St Petersburg, Concert Hall

Cléopâtre

opera in four movements (concert performance)
Performed in French


Music by Jules Massenet
Libretto by Louis Payen


PERFORMERS:
Soloists of the Mariinsky Academy of Young Opera Singers
Cleopatra: Yekaterina Sergeyeva
Octavia: Anastasia Kalagina
Charmion: Laura Meyenen
Marc-Anthony: Yaroslav Petryanik
Spakos: Ilya Selivanov

The Mariinsky Orchestra
Conductor: Mikhail Sinkevich


World premiere: 23 February 1914, Opéra de Monte-Carlo

About the Concert

Act I
After Caesar’s death, Marc-Anthony, a member of the Triumvirate responsible for ensuring peace in the East, collects tributes from the rulers of defeated peoples, and then from Cleopatra, whose arrival is announced by her freed slave and lover Spakos. The Queen of Egypt arrives in a splendid galley, resembling more the triumphant Venus than a defeated monarch. Marc-Anthony, falling to Cleopatra’s beauty, comes on board the galley, and yet he cannot stop thinking about the Roman Senate awaiting his return, along with the fearsome Octavian, who had promised Marc-Anthony his sister Octavia’s hand in marriage.

Act II
Scene 1. Back in Rome, Marc-Anthony believes himself recovered from his infatuation with Cleopatra and prepares to wed Octavia. The wedding choir has already finished their song when the legionary Ennius tells Anthony that after his departure, Cleopatra indulged herself in Spakos’s arms. Mad with jealousy and despair, Marc-Anthony asks Octavia to forget him. Though abandoned, Octavia vows to stay faithful to Anthony.

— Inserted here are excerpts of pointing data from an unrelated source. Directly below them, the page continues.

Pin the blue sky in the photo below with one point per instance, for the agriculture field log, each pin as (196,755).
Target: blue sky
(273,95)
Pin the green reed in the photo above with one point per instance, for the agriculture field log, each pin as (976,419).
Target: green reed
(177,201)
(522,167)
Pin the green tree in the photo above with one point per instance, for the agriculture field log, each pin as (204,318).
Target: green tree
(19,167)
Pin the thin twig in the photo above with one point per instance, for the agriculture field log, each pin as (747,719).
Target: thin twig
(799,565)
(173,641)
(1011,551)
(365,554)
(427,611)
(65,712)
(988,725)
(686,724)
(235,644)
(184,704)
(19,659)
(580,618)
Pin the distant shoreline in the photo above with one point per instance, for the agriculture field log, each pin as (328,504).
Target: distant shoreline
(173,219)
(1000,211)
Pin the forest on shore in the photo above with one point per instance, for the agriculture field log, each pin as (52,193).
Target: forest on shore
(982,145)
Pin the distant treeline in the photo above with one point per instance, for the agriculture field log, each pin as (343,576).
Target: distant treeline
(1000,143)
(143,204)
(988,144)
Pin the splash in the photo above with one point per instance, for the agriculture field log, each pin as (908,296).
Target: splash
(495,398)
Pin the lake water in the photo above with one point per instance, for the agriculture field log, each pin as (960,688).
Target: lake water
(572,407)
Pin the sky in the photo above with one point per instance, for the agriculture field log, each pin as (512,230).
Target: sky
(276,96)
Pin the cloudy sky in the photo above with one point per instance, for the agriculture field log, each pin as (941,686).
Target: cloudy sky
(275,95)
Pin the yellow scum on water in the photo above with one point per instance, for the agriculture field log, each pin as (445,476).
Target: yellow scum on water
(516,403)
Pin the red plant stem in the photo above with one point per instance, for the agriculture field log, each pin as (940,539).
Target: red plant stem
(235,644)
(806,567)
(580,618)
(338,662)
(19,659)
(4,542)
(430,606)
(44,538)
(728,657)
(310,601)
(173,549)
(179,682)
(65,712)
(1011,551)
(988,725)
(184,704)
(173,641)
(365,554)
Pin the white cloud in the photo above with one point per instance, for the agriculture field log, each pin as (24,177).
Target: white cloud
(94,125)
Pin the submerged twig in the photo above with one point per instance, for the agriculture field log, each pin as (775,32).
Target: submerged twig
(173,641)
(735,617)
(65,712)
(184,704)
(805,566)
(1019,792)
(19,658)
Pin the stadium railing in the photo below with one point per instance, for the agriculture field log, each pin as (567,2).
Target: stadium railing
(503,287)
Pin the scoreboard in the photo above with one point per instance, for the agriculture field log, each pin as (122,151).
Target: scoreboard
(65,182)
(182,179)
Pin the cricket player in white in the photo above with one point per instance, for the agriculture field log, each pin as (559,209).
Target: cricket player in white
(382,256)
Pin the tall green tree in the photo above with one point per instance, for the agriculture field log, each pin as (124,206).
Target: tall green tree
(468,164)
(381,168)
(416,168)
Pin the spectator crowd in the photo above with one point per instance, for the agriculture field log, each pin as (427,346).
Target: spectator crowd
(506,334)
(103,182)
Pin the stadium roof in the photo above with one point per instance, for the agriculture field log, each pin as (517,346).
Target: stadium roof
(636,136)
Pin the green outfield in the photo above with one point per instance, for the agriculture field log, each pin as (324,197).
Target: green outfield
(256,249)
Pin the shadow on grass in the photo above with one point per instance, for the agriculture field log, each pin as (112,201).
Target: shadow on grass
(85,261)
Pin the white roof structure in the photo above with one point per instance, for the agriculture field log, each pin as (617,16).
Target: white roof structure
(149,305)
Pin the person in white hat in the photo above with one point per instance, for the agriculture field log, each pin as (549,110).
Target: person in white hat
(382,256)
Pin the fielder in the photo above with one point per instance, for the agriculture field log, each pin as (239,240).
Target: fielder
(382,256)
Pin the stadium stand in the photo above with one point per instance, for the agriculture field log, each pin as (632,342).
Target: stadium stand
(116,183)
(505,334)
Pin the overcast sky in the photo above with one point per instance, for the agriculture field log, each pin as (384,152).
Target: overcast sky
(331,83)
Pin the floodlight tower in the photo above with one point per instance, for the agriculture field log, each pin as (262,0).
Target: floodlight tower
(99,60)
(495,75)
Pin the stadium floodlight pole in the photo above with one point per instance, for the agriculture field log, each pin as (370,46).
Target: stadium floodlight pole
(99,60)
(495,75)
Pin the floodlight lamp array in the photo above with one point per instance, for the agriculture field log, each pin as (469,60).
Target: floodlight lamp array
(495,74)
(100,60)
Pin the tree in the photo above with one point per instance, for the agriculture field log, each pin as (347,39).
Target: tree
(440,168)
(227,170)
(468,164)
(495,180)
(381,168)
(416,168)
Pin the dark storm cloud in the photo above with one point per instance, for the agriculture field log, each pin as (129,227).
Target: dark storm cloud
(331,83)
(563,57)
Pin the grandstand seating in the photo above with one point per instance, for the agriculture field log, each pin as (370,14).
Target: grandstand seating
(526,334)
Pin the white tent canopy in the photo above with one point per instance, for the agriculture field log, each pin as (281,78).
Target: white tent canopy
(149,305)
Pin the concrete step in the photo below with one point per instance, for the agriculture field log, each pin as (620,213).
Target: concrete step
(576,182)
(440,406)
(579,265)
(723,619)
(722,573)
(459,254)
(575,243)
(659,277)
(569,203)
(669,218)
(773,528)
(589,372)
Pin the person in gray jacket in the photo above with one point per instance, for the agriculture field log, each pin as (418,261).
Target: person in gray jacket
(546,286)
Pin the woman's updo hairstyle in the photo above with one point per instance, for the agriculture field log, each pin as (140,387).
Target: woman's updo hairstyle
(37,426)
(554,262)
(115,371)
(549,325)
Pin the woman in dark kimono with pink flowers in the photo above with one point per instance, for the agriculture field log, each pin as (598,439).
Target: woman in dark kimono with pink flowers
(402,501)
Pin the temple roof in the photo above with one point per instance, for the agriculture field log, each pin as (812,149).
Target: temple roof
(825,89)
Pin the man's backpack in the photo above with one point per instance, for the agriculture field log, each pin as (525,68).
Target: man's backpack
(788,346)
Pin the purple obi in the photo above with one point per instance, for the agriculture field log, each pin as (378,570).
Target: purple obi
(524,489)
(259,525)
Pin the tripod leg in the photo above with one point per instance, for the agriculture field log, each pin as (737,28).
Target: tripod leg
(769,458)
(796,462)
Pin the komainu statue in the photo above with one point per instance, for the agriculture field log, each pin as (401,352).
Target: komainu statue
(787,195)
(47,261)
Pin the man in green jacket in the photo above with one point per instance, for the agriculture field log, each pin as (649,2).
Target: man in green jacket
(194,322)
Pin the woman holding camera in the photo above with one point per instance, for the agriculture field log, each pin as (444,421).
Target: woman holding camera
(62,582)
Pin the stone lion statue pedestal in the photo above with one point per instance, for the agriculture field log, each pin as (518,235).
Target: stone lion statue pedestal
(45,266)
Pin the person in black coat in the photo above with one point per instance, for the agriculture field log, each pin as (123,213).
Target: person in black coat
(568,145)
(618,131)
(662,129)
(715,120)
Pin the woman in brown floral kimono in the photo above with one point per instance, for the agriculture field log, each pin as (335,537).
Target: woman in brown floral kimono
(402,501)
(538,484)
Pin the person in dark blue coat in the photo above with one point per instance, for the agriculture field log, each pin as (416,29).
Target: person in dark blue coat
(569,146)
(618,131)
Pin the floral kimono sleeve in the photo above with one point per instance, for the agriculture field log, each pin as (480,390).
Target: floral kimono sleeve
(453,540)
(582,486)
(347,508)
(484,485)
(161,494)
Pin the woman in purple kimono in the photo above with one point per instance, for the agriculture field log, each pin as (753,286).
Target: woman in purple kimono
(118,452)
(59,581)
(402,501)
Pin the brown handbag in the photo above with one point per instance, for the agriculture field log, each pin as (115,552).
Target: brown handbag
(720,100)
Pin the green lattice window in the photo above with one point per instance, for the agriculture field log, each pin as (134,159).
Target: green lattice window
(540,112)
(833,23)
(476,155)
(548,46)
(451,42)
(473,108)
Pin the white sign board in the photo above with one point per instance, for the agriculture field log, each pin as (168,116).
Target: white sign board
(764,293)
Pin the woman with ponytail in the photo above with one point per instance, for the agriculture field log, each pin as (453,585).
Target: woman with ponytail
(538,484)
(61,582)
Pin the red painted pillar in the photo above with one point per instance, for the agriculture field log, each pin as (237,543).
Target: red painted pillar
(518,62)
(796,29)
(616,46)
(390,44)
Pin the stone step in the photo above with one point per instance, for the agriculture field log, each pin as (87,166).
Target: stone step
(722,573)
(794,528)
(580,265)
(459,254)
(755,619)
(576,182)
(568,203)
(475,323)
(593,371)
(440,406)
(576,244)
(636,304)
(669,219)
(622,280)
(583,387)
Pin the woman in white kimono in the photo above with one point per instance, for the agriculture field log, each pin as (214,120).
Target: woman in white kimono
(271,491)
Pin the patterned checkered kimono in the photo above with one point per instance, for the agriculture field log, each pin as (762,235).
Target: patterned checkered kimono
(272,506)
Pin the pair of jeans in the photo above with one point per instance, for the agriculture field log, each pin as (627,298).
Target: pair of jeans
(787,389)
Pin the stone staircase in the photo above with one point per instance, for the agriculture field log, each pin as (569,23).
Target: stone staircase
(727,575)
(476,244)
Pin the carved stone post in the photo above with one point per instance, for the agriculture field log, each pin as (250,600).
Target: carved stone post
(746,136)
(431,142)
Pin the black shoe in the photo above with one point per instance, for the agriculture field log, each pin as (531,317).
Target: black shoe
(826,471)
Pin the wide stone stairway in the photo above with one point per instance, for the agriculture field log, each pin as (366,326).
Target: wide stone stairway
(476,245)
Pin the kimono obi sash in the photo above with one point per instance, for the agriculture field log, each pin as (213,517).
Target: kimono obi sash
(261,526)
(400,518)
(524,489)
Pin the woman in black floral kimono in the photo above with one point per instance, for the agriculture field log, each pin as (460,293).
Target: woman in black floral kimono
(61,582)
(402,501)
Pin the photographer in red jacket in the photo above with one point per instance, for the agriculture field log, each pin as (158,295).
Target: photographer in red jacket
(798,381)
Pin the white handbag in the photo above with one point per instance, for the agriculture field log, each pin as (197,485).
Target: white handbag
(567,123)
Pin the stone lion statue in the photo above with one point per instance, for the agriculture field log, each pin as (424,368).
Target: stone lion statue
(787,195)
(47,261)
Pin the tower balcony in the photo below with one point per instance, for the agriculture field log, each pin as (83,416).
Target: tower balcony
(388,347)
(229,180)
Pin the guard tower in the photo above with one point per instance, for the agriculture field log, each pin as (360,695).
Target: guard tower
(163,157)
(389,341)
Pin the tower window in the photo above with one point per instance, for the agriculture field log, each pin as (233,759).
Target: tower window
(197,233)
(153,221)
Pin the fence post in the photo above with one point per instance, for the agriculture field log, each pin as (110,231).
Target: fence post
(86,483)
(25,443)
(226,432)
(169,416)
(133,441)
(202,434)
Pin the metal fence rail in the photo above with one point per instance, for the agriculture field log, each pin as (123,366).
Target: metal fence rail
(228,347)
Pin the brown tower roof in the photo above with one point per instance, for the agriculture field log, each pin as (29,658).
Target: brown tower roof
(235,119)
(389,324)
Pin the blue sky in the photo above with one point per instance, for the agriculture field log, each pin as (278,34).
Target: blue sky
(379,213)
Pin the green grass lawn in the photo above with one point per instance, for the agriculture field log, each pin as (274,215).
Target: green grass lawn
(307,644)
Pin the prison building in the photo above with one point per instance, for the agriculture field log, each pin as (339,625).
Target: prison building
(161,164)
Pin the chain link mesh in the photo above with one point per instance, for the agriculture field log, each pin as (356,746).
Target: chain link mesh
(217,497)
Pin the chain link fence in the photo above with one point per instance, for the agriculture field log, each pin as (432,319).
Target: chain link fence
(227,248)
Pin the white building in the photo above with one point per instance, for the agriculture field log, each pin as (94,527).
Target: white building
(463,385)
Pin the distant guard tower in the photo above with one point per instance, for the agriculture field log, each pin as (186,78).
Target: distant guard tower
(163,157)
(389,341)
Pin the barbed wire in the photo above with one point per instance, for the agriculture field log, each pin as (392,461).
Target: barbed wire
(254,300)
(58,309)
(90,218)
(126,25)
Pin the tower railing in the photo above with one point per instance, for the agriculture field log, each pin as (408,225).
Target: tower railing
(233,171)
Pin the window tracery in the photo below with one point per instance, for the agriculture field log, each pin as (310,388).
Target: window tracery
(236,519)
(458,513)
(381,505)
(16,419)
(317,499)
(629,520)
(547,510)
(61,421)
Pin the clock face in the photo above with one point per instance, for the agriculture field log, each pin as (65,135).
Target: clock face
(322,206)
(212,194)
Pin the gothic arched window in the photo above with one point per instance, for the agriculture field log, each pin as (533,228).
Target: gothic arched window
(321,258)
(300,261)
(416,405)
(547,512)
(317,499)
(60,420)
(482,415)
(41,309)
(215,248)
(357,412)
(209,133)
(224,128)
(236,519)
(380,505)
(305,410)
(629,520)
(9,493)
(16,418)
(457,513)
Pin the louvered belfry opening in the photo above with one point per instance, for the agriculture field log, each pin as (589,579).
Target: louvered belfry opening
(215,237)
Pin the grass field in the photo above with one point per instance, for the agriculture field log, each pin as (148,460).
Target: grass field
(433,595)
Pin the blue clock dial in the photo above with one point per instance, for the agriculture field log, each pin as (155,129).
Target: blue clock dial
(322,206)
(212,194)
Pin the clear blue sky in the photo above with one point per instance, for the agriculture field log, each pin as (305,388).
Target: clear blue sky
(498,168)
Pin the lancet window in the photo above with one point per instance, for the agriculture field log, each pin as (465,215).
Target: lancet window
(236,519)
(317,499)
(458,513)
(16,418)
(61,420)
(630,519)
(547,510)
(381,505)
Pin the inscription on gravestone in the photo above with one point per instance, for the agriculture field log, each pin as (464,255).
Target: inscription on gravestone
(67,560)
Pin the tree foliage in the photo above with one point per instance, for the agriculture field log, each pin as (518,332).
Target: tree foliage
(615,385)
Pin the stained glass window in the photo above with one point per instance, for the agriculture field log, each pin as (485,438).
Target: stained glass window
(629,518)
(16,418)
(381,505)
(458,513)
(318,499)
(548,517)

Scene 2. At a tavern in Alexandria, Cleopatra, now dressed as a man and accompanied by Spakos, looks for a new amorous adventure. The queen is charmed by a beautiful young dancer, which enrages Spakos. He attacks the dancer, trying to strangle him. A fight in the tavern ensues. Cleopatra has no choice but to reveal herself. Charmion enters and announces Marc-Anthony’s unexpected return. Ignoring the pleas and threats of Spakos, Cleopatra rushes to welcome Marc-Anthony.

Act III
Cleopatra receives the guests in her gardens. She promises to kiss the man who would drink a poisoned chalice. Marc-Anthony is against this cruel game, as Cleopatra’s beauty can drive any man to lunacy. Octavian has declared war on Egypt, but Marc-Anthony is in no rush to fight as he is worried that Spakos would once again take his place next to Cleopatra. Cleopatra demands that Anthony should lead the Egyptian army. Octavia enters. She tries to stir the Roman’s heart and his sense of duty. Cleopatra is silent; she leaves the choice to Anthony, who eventually decides to side with Cleopatra.

Act IV
The Egyptian forces are defeated by the Romans. Cleopatra prepares to die. Her retinue has abandoned her, only her loyal servants Charmion and Spakos remain. The messengers, who were sent to convey Cleopatra’s request for Anthony to return to her, are intercepted by Spakos. He orders them to tell Anthony the Queen is dead. In despair, Marc-Anthony falls on his sword and, mortally wounded, asks for his body to be carried to the palace of the Egyptian Queen, so that he may rest beside his beloved. Cleopatra still waits for Anthony at her palace. Desperate and blinded by jealousy, Spakos confesses to Cleopatra that he ordered that Anthony be told of her supposed death. Cleopatra kills Spakos with her own hands while Anthony dies of his wound. The Queen of Egypt takes a poisonous snake out of a fruit basket, and, with the words “Anthony and Cleopatra will be together for eternity”, holds the snake to her breast.